Sans surprise, je suis dans le « fichier de Monsanto« , comprenant 200 personnalités répertoriées par l’agence de lobbying Fleishmann-Hillard. Ma fiche comprend une appréciation laconique: « Strong opponent. Made le Monde selon Monsanto « . En d’autres termes: « indécrottable ».
Je félicite au passage l’excellent travail réalisé par mes confrères du Monde et de France 2 qui ont révélé ce nouveau « dirty trick » (coup tordu) de la multinationale américaine (aujourd’hui rachetée par Bayer). Il s’ajoute à une longue liste , dont je fais ici une brève synthèse (pour plus de détails consulter Le Monde selon Monsanto et Le Roundup face à ses juges« )
- Utilisation de « faux scientifiques » (faked scientists) pour lancer une campagne de dénigrement contre Ignacio Chapela, un chercheur de Berkeley.
- Utilisation d' »auteurs fantômes » (ghostwriting) pour publier des études bidons. La technique: des cadres de Monsanto produisent une étude biaisée, montrant, par exemple, que le glyphosate n’est pas cancérigène. Il demande à un scientifique de renom de la signer, contre rémunération occulte. Cela permet d’entretenir une fausse polémique scientifique, comme l’a fait pendant des décennies l’industrie du tabac. Parfois, ça ne marche pas: en 1999, Monsanto demande au britannique James Parry d’évaluer les études internes de la firme et les études publiées dans la littérature scientifique. Le spécialiste mondial de la génotoxicité conclut que le glyphosate est « clastogène » (c’est-à-dire qu’il affecte le matériel génétique). Colère de Monsanto qui regrette de l’avoir payé et s’empresse de mettre son rapport dans un tiroir.
- Utilisation de « paysans fantômes ». Récemment l’agence irlandaise red Flag Consulting a ouvert un site , baptisé « Agriculture et Liberté », avec la liste d’une centaine d’agriculteurs censés défendre l’usage du glyphosate. Greenpeace a révélé que le nom d’un grand nombre d’entre eux avait été usurpé.
- Utilisation de « faux journalistes« , comme l’obscur Science Media Center de Londres, qui a recours aux interviews d’ hommes de paille, comme Bruce Chassis, professeur émérite de l’Université de l’Illinois, pour discréditer le Pr. Gilles-Éric Séralini. Les « interviews » sont relayés dans des médias, comme Forbes ou des chaînes de télévision.
- Collusion avec les agences de réglementation, comme l’agence de protection de l’environnement des Etats-Unis (EPA). Les « Monsanto papers » ont révélé que Jess Rowland , qui dirigeait le processus de révision du glyphosate au sein de l’EPA, était en liaison constante avec Monsanto. En 2013, la toxicologue Marion Copley accuse ainsi son chef d’« intimider le personnel » afin de « modifier les rapports pour qu’ils soient favorables à l’industrie » et assure que « la recherche sur le glyphosate montre qu’il devrait être classé comme cancérigène probable pour les humains« .
- Manipulation (ou conspiration?) de l’Autorité européenne de sécurité des aliments (EFSA) qui n’hésite pas à faire un copié-collé d’un document remis par Monsanto, pour établir son « rapport », concluant que le glyphosate n’est pas cancérigène pour les humains.

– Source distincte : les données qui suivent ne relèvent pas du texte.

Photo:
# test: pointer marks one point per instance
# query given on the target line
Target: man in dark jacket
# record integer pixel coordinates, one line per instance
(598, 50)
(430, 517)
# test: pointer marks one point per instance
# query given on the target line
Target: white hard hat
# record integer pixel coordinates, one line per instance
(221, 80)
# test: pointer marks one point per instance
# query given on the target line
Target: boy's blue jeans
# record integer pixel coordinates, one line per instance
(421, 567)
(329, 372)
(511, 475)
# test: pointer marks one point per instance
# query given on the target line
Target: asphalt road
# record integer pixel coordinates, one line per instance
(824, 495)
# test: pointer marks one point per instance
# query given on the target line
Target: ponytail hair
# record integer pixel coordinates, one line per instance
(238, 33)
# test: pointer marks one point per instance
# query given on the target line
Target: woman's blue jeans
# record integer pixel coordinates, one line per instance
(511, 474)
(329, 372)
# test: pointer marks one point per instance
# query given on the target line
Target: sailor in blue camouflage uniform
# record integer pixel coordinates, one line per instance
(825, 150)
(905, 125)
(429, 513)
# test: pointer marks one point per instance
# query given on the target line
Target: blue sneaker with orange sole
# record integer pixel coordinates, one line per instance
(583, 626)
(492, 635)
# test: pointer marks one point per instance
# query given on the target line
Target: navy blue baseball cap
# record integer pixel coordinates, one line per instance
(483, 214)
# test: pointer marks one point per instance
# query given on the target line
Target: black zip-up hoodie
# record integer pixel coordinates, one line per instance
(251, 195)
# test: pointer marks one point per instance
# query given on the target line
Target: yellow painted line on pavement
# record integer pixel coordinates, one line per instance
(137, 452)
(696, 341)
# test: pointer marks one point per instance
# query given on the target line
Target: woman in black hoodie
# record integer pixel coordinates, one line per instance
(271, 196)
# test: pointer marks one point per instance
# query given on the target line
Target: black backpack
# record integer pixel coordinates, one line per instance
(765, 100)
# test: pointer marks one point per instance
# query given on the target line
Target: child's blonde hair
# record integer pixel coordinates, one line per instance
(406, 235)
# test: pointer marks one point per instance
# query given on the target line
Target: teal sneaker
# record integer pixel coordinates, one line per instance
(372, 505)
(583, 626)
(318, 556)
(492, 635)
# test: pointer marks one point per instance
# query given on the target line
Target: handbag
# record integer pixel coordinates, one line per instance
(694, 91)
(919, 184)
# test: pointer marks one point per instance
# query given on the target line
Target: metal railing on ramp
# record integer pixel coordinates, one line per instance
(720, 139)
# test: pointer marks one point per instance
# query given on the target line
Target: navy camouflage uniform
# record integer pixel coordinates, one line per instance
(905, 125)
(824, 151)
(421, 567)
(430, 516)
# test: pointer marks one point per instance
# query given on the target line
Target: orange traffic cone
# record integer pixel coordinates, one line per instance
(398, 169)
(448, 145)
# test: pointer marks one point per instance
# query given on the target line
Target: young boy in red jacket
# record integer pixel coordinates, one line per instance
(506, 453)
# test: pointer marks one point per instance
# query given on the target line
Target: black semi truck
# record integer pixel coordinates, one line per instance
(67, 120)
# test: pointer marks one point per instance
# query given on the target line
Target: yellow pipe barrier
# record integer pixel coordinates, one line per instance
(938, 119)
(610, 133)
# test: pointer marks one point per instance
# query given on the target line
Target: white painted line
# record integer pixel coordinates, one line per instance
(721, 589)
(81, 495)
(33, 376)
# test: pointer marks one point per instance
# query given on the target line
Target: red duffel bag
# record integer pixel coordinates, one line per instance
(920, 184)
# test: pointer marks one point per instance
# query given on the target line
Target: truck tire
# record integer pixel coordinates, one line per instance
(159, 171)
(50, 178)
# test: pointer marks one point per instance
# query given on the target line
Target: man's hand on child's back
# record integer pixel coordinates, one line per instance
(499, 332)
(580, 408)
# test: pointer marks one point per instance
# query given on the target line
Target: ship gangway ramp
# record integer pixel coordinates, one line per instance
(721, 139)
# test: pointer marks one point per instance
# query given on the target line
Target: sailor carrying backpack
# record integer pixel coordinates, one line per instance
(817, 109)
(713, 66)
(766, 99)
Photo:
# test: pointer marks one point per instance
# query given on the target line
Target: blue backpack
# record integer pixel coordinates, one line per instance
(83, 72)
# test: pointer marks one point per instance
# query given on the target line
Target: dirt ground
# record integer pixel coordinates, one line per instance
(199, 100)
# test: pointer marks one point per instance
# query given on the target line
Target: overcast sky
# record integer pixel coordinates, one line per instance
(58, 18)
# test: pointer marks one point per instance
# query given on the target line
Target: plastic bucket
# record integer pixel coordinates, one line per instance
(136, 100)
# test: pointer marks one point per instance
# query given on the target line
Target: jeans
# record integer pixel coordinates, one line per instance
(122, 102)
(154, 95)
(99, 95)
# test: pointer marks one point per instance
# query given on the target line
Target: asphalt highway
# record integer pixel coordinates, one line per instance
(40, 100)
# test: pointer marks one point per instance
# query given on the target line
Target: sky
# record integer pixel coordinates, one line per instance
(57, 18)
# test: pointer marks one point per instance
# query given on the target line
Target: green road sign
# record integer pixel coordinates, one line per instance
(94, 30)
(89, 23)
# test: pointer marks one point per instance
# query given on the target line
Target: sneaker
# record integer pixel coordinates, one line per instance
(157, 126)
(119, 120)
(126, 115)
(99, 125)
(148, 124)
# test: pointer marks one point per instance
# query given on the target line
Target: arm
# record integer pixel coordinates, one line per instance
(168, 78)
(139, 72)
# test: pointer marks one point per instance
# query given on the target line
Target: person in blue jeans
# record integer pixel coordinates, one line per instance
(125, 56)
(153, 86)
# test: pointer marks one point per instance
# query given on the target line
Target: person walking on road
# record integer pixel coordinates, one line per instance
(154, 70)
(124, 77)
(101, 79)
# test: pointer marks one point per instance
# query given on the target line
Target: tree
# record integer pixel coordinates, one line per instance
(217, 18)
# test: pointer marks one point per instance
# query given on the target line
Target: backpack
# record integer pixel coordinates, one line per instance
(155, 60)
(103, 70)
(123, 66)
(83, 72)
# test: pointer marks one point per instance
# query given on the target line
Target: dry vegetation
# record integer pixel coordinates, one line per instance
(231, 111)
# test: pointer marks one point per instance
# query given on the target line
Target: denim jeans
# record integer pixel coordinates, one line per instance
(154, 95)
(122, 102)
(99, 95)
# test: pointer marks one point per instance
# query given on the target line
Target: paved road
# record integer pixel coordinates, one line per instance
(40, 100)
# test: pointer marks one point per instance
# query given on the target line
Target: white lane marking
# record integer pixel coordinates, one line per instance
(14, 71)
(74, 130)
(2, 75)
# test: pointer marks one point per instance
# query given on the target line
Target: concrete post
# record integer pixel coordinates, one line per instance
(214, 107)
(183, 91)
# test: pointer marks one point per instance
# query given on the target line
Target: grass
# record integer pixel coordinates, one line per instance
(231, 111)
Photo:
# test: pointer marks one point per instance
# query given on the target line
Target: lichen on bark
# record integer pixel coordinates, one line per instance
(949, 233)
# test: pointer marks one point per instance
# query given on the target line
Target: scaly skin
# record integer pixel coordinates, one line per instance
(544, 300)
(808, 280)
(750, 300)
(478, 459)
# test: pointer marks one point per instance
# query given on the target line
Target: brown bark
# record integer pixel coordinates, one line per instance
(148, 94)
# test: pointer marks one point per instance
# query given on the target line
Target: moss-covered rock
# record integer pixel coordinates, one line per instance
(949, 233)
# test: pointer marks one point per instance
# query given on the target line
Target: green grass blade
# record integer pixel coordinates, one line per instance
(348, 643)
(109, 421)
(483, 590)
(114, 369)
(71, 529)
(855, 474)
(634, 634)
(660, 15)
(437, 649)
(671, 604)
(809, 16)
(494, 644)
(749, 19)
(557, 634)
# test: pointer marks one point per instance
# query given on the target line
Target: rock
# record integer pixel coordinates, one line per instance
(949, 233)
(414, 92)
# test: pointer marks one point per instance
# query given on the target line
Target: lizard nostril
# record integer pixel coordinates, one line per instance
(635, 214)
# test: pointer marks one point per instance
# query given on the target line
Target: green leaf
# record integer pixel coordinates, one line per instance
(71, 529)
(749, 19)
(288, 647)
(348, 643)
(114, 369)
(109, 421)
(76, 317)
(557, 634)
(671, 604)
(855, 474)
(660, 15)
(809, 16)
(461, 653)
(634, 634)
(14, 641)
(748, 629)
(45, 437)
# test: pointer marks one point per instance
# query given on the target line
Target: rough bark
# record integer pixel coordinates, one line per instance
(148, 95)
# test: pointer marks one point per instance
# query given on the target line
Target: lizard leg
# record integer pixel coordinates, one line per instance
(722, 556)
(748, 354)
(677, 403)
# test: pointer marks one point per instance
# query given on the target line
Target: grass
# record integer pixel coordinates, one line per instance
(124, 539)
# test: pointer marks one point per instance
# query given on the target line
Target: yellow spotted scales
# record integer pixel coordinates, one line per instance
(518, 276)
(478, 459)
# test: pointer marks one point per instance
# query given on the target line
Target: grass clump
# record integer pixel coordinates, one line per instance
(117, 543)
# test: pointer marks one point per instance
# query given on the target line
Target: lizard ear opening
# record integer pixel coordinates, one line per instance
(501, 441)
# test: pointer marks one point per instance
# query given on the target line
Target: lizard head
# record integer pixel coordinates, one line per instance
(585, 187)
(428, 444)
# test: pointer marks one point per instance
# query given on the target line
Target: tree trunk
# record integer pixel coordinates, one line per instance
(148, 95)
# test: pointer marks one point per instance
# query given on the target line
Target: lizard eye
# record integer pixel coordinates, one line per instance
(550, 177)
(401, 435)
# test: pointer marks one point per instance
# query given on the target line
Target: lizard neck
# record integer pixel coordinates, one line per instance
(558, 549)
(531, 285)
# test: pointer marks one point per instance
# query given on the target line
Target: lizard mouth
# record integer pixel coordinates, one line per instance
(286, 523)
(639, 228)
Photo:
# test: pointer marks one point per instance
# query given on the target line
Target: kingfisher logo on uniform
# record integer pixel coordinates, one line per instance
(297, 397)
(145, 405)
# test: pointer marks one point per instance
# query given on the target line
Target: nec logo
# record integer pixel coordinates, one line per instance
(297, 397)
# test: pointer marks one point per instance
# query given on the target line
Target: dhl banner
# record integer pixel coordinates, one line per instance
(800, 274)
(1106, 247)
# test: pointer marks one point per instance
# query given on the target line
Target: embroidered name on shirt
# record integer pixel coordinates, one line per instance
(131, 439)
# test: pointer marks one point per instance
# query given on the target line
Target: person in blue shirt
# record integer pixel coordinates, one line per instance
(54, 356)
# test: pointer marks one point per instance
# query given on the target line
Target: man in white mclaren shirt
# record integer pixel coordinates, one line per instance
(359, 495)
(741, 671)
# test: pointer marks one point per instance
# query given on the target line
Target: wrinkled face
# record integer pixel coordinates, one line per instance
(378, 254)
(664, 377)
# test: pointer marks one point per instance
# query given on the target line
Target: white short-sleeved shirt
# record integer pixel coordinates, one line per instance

Ce rapport a servi à justifier la prolongation de l’autorisation de mise sur le marché de l’herbicide.
- Occultation de données internes dérangeantes. En 1983, une étude réalisée par BioDynamics, un laboratoire privé payé par Monsanto, montre que des souris exposées à du glyphosate développent un cancer des reins. L’EPA décide donc de classer la molécule comme « cancérigène possible » (Classe C). Monsanto demande à un « scientifique » de prouver que c’est faux. L’EPA finit par se déjuger, en passant le glyphosate en Classe E (non cancérigène). L’étude « disparaît » car Monsanto obtient qu’elle soit couverte par le « secret commercial« . Même choses pour une étude de 1981, montrant que des rats ont développé un cancer des testicules et de la thyroïde.
- Utilisation de « trolls », comme André Heitz, alias « Wackes Seppi » qui harcèlent les « opposants » sur des sites internet, en relayant de fausses informations ou des « arguments » fournis par Monsanto.